Enterprise Continuity-Danger Ahead

by Tom Casey, Managing Principal Discussion Partner Collaborative

As fall approaches and 2019 to 2020 planning becomes as a serious effort there are two demographic challenges that will have to be addressed simultaneously:

  1. The accelerated desire to retire of Baby Boomers whom while may they remain in the workforce will not be doing so as full time employees
  2. The painful awareness on the part of Generation X executives that the dreaded age of 50 is imminent prompting the likelihood that company/role changes, are being contemplated “before I get too old”

Boomer Executive Transitions
Discussion Partner Collaborative
began researching and providing Advisory support on Executive Transitions in 2013 primarily focused on creating a “soft landing” for both the senior leader and their company when the “Boomer” retired.

Both DPC’s research and client work with now over 500 executives suggest a much more generous interpretation of the word retirement is long overdue.

The reality is that most executives while leaving full time employment remain engaged in a myriad of capacities such as Interim Executives, Board Membership, Advisory Endeavors, Educators, and Entrepreneurs.

Given the Executives now feel “in control of their life and calendar” they engage in two to three endeavors usually on a part time basis.

Discussion Partner’s best selling book on this topic Executive Transitions-Plotting The Opportunity! will be reprised with a new book in 2019, Executive Transitions-Looking Forward In The Rearview Mirror!

Aging Dilemma for GenX
Beginning in 2016 via our research and advisory work in the Succession Planning/Executive Transitions area we became aware of a significant risk to enterprise sustainability and engagement.

The identified concern is the pre-supposition of most Succession Plans that the pipeline of internal candidates from the Generation X cohort, will remain robust.

DPC experience has concluded this degree of comfort is misguided.

In the strongest possible terms we suggest companies not presume longevity of Generation X executives as a given.   Our validated premise is as Generation X executives spy age 50 on the horizon, there is an overt desire for change.  This is not due to unhappiness with their situation, moreover it is the concern that when they hit this mystical age, their career trajectory options diminish.

The above is more prevalent in larger, well-established companies, where the executive has been associated for approximately 10 years.  However DPC has also seen in our Advisory work the same phenomenon in sectors such as Life Sciences and Technology where tenure as a rule is short lived.

As proof of concern in the 18 months after creating a service offering to address this issue, DPC has worked with 80 clients.

78 of the 80 with the average age of 47 were contemplating a company change!

The Ongoing Priority of Building The Bench
In our Leadership Effectiveness work Discussion Partner Collaborative has concluded that any attempt to avoid the need to a. build a bench within the enterprise and/or b. manifesting reluctance to self assess incumbent aspirations, is self defeating.

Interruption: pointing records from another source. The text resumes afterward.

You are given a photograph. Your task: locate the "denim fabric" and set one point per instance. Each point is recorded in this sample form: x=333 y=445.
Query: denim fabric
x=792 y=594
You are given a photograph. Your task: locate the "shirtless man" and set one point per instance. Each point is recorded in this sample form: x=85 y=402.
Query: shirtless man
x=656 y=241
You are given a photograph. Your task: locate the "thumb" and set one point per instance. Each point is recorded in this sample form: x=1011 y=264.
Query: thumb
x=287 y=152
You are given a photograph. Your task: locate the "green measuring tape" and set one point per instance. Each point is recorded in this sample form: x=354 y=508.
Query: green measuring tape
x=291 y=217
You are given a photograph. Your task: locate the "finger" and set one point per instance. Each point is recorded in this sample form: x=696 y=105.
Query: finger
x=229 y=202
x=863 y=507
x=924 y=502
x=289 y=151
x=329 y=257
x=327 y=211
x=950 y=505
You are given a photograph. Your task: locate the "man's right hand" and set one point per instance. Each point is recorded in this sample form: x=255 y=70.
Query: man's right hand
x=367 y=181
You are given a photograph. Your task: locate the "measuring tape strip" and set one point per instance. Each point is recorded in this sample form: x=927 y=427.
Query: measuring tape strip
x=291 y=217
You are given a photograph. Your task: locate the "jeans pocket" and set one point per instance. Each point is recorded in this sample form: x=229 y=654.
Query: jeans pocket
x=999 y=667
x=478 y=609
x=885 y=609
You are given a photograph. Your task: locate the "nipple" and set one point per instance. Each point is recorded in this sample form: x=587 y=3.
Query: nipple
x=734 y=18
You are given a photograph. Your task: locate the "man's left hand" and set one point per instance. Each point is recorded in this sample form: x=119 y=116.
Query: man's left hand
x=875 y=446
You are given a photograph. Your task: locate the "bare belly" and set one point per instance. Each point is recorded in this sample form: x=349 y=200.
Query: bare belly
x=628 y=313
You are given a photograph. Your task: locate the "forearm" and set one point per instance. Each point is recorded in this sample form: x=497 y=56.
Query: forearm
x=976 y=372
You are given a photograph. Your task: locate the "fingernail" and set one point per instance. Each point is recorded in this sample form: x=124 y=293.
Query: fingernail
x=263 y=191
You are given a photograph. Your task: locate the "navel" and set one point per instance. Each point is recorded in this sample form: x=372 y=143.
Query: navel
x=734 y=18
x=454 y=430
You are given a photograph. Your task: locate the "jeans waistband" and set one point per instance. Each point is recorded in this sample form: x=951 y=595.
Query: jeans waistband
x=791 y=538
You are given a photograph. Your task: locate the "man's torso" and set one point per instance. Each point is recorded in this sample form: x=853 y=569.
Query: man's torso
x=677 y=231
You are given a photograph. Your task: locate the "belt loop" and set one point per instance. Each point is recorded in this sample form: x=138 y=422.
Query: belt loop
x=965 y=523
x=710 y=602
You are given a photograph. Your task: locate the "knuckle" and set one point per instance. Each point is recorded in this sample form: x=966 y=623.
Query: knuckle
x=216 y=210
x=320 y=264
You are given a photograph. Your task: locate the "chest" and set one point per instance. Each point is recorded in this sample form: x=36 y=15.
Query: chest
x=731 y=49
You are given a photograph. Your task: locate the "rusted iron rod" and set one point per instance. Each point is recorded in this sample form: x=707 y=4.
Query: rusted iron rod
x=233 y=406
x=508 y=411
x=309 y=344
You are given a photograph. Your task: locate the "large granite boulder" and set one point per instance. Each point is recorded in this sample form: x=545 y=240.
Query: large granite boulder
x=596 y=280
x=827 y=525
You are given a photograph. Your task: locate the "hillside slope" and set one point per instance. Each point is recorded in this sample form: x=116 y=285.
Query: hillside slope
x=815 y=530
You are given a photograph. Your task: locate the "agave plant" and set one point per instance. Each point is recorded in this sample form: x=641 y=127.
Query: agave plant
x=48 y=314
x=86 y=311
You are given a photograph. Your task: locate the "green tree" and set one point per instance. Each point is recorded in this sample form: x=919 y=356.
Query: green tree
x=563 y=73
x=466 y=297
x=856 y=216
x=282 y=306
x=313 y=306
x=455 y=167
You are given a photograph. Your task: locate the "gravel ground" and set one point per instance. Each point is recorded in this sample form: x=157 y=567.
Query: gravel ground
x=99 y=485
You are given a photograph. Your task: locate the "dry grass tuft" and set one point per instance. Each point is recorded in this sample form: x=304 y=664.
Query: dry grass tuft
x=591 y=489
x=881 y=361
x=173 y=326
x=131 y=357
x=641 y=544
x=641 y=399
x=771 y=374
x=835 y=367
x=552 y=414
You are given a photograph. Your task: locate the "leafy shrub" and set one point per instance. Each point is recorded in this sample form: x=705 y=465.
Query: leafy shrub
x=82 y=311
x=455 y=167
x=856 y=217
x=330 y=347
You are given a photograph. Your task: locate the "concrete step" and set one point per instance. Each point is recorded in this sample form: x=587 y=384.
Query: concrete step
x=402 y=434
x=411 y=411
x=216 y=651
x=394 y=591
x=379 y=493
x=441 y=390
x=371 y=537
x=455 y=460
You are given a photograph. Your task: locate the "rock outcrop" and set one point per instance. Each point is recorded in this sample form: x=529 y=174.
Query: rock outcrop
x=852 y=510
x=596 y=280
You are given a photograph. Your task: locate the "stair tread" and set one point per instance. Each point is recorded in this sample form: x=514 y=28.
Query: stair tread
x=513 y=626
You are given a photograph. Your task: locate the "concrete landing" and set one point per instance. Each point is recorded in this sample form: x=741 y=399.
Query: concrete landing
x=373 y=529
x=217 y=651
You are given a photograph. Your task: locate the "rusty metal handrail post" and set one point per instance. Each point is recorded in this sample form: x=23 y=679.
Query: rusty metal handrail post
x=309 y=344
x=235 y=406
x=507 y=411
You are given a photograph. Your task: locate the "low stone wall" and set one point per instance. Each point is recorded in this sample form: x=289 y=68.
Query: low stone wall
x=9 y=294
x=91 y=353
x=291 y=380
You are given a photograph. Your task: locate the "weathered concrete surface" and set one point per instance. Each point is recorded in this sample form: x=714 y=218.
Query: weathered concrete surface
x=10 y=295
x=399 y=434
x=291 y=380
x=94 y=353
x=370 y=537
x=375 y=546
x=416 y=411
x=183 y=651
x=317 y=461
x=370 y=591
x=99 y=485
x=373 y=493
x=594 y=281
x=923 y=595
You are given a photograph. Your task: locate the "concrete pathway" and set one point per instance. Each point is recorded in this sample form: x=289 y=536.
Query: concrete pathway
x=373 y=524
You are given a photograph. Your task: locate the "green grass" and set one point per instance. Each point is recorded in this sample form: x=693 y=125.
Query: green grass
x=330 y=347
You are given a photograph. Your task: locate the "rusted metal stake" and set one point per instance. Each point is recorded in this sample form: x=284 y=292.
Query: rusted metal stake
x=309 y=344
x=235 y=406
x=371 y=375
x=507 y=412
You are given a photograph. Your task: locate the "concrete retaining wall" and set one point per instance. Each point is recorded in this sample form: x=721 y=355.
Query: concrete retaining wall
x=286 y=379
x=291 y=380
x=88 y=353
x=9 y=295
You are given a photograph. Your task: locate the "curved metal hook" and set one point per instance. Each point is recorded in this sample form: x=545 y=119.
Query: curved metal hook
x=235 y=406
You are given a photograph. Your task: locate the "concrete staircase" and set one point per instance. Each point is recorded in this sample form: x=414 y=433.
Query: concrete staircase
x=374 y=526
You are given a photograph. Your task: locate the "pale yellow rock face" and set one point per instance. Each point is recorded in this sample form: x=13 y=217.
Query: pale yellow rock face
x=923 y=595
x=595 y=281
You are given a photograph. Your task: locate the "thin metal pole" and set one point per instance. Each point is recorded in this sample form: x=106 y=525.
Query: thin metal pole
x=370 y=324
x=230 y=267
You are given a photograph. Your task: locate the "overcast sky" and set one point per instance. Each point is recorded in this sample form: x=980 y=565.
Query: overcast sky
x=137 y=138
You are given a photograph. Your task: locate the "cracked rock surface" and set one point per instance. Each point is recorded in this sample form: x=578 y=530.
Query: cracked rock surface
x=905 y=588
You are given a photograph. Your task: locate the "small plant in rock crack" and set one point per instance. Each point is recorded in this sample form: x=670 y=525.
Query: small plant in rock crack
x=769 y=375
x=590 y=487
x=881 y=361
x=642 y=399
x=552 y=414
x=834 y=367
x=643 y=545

Perhaps it’s the feeling of lacking control that has made succession planning—the continuity and transitional aspects of this effort in particular— such a hot topic these days. After all, it’s human nature to want to contain the uncertainties in life while maximizing the opportunities—as contradictory as that may seem!

Urgency” would be a fair characterization of the feeling our clients have expressed towards the holistic succession planning process.

If you accept DPC’s conclusion that your organization’s future will benefit from a deep-dive review of its Succession and Continuity planning processes taking into consideration the “age 50 paradox” we believe your Talent Readiness position will avoid unpleasant surprises.

Notwithstanding pre-existing protocols, we are suggesting this review encompass the most generous interpretation of processes concomitant with experimental and disruptive solution sets.

       I. What skills sets will we need beyond domain proficiency to have a sustainable
growth oriented enterprise?

      II. How does our current population of Leaders and Future Leaders compare to
these desired attributes?

     III. How can we develop and/or hire sufficient numbers of people to address deficiencies
in the above?

    IV. What is the true nature of our Leadership bench in respect to Readiness?

     V. What is our contingency plan to be deployed if necessary?

In 1964 The Who recorded the song My Generation containing the famous lines “hope I die before I get old!”

Dr. Lynda Gratton of London Business School last year published The 100 Year Life a now best seller in Europe.

Reconciling the contradictory thematic is straightforward.  Executives want challenge and a feeling of relevance in addition to longevity.  While logic suggests that 50 is not in of itself a career crossroad, it is one of those ages where reflection is normal.

DPC’s suggestion is to accept the realities of aspirations of both Boomer and Generation X cohorts, and plan accordingly. It is better to channel the dialogue than be surprised by a decision.